Deep guide · India
Lumpsum calculator — one-time investment growth
Deploy ₹17,10,000 once at 10% a year for 2 years, and this illustration lands near ₹20,69,100 — about ₹3,59,100 in growth on top of principal. Weigh that against drip-feeding the same capacity through monthly SIPs when you think about timing risk.
A lumpsum puts every rupee to work from day one — strong when you accept today’s entry level and can stay long; harder when you prefer to average in. The math here uses one annual compounding step for clarity; it is not a scheme document.
What follows: your baseline, tenure and principal grids, return sensitivity, and a SIP contrast. Market-linked funds do not promise the assumed rate.
How this lumpsum growth model works
We apply the stated annual return once per year to the running balance — a simple compounding loop that separates principal, accumulated interest, and maturity.
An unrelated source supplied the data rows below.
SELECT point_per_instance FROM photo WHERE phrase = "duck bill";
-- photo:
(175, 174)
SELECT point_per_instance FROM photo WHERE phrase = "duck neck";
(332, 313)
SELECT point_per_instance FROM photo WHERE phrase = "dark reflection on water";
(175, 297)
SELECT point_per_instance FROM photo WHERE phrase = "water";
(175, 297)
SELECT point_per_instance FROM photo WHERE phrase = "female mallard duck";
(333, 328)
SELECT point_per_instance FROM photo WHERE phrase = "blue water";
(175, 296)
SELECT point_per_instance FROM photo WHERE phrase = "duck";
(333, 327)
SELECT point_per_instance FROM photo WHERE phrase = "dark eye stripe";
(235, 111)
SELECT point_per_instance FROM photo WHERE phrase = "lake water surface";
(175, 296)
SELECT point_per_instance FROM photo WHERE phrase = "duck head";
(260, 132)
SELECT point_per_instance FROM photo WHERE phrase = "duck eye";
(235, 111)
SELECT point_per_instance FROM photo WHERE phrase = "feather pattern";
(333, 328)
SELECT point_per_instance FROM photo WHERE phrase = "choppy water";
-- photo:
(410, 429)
Real mutual funds mark to market daily; this model smooths returns into one annual step so you can compare scenarios quickly.
Calculation breakdown
- Principal: ₹17,10,000
- Estimated interest: ₹3,59,100
- Estimated maturity: ₹20,69,100
Scenario comparison
Different tenures
| Years | Interest | Maturity |
|---|---|---|
| 5 | ₹10,43,972 | ₹27,53,972 |
| 10 | ₹27,25,300 | ₹44,35,300 |
| 15 | ₹54,33,094 | ₹71,43,094 |
| 20 | ₹97,94,025 | ₹1,15,04,025 |
Different principal amounts (±15–25%)
| Scenario | Principal | Interest | Maturity |
|---|---|---|---|
| -25% vs base | ₹12,82,500 | ₹2,69,325 | ₹15,51,825 |
| -15% vs base | ₹14,53,500 | ₹3,05,235 | ₹17,58,735 |
| 15% vs base | ₹19,66,500 | ₹4,12,965 | ₹23,79,465 |
| 25% vs base | ₹21,37,500 | ₹4,48,875 | ₹25,86,375 |
Different return assumptions (same P and tenure)
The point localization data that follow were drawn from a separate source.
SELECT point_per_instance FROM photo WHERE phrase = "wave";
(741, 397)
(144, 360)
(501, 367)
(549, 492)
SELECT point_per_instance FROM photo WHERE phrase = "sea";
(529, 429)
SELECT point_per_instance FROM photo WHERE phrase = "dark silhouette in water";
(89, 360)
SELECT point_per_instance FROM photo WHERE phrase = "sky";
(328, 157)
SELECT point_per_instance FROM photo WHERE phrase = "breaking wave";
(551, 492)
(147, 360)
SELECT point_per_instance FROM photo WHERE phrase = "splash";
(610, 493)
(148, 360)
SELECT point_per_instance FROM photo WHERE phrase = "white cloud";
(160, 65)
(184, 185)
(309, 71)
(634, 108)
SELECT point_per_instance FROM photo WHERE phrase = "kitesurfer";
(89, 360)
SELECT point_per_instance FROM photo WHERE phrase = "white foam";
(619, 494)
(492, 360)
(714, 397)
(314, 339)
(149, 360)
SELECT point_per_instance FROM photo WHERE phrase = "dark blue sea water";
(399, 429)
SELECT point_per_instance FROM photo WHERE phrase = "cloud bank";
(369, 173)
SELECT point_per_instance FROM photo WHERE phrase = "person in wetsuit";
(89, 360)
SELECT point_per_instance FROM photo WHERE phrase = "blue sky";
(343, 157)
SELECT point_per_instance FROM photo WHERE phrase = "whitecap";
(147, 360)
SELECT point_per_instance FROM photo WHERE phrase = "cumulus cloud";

| Scenario | Rate | Interest | Maturity |
|---|---|---|---|
| -25% vs base | 7.5% | ₹2,66,119 | ₹19,76,119 |
| -15% vs base | 8.5% | ₹3,03,055 | ₹20,13,055 |
| Base rate | 10% | ₹3,59,100 | ₹20,69,100 |
| 15% vs base | 11.5% | ₹4,15,915 | ₹21,25,915 |
| 25% vs base | 12.5% | ₹4,54,219 | ₹21,64,219 |
Comparison: lumpsum vs SIP (illustrative)
For perspective, an illustrative SIP of ₹71,250 per month at 12% for 2 years could land near ₹19,41,078 — different risk/return path than a one-time lumpsum; not a recommendation.
Lumpsum vs SIP is not a moral choice — it is a cash-flow and risk trade-off. If you already hold a large corpus, lumpsum deployment may be appropriate; if you are early in your career, SIPs can enforce discipline. Use both calculators on EasyCal to stress-test assumptions.
Frequently asked questions
- What is the future value of ₹17,10,000 at 10% for 2 years?
- Under annual compounding (illustrative), maturity is about ₹20,69,100 with interest near ₹3,59,100. Actual mutual fund lumpsum returns are not guaranteed.
- Lumpsum vs SIP — which is better?
- Lumpsum deploys capital immediately; SIP spreads entries over time. Risk/return profiles differ — use both calculators for perspective.
- Is this mutual fund lumpsum calculator India specific?
- It uses rupee amounts and common search intent for Indian investors; returns are illustrative, not a fund quote.
- Does this include tax?
- No — capital gains tax rules vary by asset and holding period.
- Can I change the return assumption?
- Yes — rerun with a lower rate for conservative planning.
- Where can I explore more scenarios?
- Use the internal links below for nearby principals, tenures, and rates.
Internal linking — related lumpsum calculator pages
Explore nearby scenarios on EasyCal — each link opens a calculator page with matching inputs (programmatic SEO).
- Lumpsum — 18.1 lakh · 2 years @ 10%
- Lumpsum — 19.1 lakh · 2 years @ 10%
- Lumpsum — 22.1 lakh · 2 years @ 10%
- Lumpsum — 27.1 lakh · 2 years @ 10%
- Lumpsum — 16.1 lakh · 2 years @ 10%
- Lumpsum — 15.1 lakh · 2 years @ 10%
- Lumpsum — 12.1 lakh · 2 years @ 10%
- Lumpsum — 32.1 lakh · 2 years @ 10%
- Lumpsum — 7.1 lakh · 2 years @ 10%
- Lumpsum — 17.1 lakh · 4 years @ 10%
Illustrative compounding only — not investment advice.